Глонти со злостью сорвал погоны, орденские планки, часы.
Вдалеке на дороге вставала желтая туча пыли: там шла основная колонна автомашин, груженная аэродромным имуществом. Туча росла, надвигалась, ветер гнал ее впереди, относил немного вбок, и она скрывала от глаз солдат, сидевших на грузовиках, другую — черную тучу пожара и боя.
Партизаны увидели желтую тревожную тучу. Стоя большой толпой на пепелище, среди трупов, в копоти, со следами пота на лицах, кое-кто и окровавленный, смотрели на бугор, из-за которого поднималась пыльная туча. В глазах у каждого отражались степь, дым, солнце и светилась беззаветная отвага.
— Если хоть одна машина прорвется через мост, к аэродрому, нам каюк, — заметил кто-то.
— Только через наши трупы! — сказал Бондарь, туго подпоясанный ремнем по самому низу фуфайки: гранаты и Кумова кобура оттягивали ремень книзу.
— Мы перейдем через их трупы! — поправил Дмитрий.
Командир приказал поднести боеприпасы, а группа, не теряя ни минуты, подалась вперед и заняла позиции для решающего боя.

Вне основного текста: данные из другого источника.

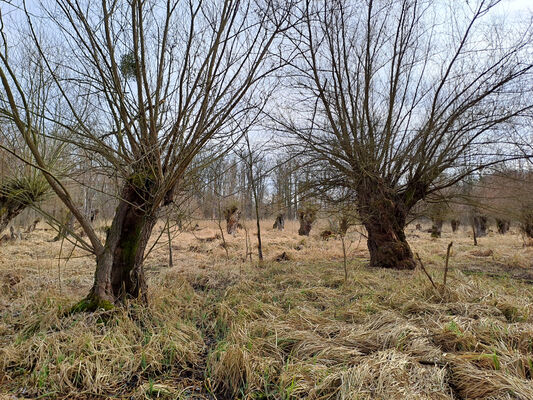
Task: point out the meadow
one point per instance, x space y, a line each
222 326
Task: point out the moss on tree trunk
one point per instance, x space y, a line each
384 217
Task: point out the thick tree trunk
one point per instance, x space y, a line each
279 224
306 217
455 224
503 226
526 221
119 269
9 209
480 225
232 216
384 217
436 228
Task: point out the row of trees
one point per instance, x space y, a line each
384 102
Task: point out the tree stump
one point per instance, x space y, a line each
306 218
33 225
503 226
436 228
279 224
232 215
479 223
455 223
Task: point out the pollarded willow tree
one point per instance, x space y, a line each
400 99
143 85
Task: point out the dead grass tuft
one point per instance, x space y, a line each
219 328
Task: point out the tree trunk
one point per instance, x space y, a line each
279 224
455 224
232 216
526 221
436 228
480 225
306 217
384 217
503 226
119 269
9 209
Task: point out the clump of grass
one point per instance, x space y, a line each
218 327
104 352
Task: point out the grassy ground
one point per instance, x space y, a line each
219 327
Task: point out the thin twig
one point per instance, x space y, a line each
446 266
424 269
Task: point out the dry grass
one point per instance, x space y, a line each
223 328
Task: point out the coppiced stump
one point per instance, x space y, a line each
455 223
306 218
279 224
119 271
384 218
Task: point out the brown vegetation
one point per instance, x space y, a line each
225 329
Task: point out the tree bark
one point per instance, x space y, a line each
455 224
436 228
384 216
9 209
232 216
119 269
306 217
279 224
480 225
503 226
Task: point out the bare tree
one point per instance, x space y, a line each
145 86
402 99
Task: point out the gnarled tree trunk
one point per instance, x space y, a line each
9 209
16 195
479 222
455 224
526 221
384 216
279 224
503 226
232 216
306 217
119 269
436 228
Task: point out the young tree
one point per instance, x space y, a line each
145 85
401 99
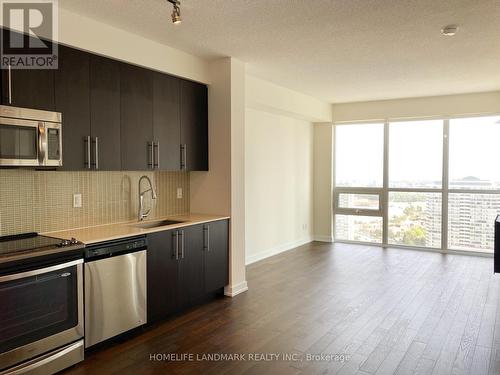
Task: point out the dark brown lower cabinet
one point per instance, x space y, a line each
162 271
216 249
185 266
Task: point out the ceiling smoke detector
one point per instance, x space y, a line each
176 11
449 30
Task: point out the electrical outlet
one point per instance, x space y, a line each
77 200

Впереди колонны шел туполобый, большой и быстроходный тягач на гусеничном ходу. Под взглядами десятка пар глаз он спокойно миновал одну засаду, другую. Тот, кто видел его, уже проявлял нервозность, побаиваясь, что тягач так и проскочит невредимым. Партизаны видели уже конец компактной колонны: ее замыкали громоздкие цистерны, идущие на прицепе за грузовиками. Солдат на машинах было немного: кузовы были завалены аэродромным имуществом.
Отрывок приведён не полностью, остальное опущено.